Regularization of Non-commutative SYM by Orbifolds with Discrete Torsion and SL(2,Z) Duality

TL;DR

This paper develops a nonperturbative regularization method for noncommutative supersymmetric Yang-Mills theories using orbifolds with discrete torsion, establishing equivalences with twisted topological sectors and noncommutative field theories.

Contribution

It introduces a novel nonperturbative regularization framework for supersymmetric Yang-Mills theories via orbifolds with discrete torsion, connecting twisted sectors to noncommutative field theories.

Findings

Constructed a regularization for supersymmetric Yang-Mills theories with various supercharges.

Proved the equivalence between twisted topological sectors and noncommutative field theories.

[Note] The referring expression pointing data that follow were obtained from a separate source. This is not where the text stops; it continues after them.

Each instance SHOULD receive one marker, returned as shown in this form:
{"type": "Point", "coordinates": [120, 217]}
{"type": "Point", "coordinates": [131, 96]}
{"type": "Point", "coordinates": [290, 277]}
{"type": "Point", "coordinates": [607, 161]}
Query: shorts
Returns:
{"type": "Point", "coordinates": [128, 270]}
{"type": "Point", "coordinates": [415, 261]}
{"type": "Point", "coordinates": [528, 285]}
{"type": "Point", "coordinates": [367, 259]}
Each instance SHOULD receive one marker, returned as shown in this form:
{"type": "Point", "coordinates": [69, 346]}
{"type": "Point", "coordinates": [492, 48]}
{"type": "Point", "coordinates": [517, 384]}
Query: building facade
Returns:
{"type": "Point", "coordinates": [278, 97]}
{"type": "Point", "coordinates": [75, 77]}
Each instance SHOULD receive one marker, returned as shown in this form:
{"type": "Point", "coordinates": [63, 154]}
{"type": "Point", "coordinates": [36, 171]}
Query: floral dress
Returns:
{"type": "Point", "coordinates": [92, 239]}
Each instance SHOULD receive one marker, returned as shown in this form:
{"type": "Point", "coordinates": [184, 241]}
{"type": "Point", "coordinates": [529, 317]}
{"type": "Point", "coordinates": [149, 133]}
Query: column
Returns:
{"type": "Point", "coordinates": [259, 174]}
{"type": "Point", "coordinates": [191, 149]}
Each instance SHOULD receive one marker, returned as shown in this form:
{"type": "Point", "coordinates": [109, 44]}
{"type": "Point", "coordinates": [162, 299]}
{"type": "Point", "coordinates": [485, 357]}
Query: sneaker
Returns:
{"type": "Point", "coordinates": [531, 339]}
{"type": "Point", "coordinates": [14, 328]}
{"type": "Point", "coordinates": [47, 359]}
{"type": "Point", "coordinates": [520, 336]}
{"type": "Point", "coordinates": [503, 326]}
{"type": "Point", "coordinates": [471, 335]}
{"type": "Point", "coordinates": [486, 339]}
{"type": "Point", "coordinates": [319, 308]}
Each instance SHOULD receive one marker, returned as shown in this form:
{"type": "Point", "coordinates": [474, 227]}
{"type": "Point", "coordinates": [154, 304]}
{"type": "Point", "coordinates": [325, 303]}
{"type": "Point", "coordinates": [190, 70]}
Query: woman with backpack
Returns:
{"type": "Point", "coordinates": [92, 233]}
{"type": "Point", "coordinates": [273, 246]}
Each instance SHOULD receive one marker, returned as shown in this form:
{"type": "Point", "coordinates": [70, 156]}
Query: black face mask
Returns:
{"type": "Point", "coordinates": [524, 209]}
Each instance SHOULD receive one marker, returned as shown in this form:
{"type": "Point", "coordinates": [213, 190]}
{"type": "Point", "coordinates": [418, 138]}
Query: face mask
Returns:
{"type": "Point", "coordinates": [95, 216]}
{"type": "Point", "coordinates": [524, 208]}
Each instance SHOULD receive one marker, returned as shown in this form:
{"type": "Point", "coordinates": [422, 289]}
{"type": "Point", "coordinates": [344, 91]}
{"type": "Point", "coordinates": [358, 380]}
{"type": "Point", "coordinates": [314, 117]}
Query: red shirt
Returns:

Reinterpreted 't Hooft's twisted boundary conditions as orbifolds with discrete torsion.

Abstract

We construct a nonperturbative regularization for Euclidean noncommutative supersymmetric Yang-Mills theories with four (N= (2,2)), eight (N= (4,4)) and sixteen (N= (8,8)) supercharges in two dimensions. The construction relies on orbifolds with discrete torsion, which allows noncommuting space dimensions to be generated dynamically from zero dimensional matrix model in the deconstruction limit. We also nonperturbatively prove that the twisted topological sectors of ordinary supersymmetric Yang-Mills theory are equivalent to a noncommutative field theory on the topologically trivial sector with reduced rank and quantized noncommutativity parameter. The key point of the proof is to reinterpret 't Hooft's twisted boundary condition as an orbifold with discrete torsion by lifting the lattice theory to a zero dimensional matrix theory.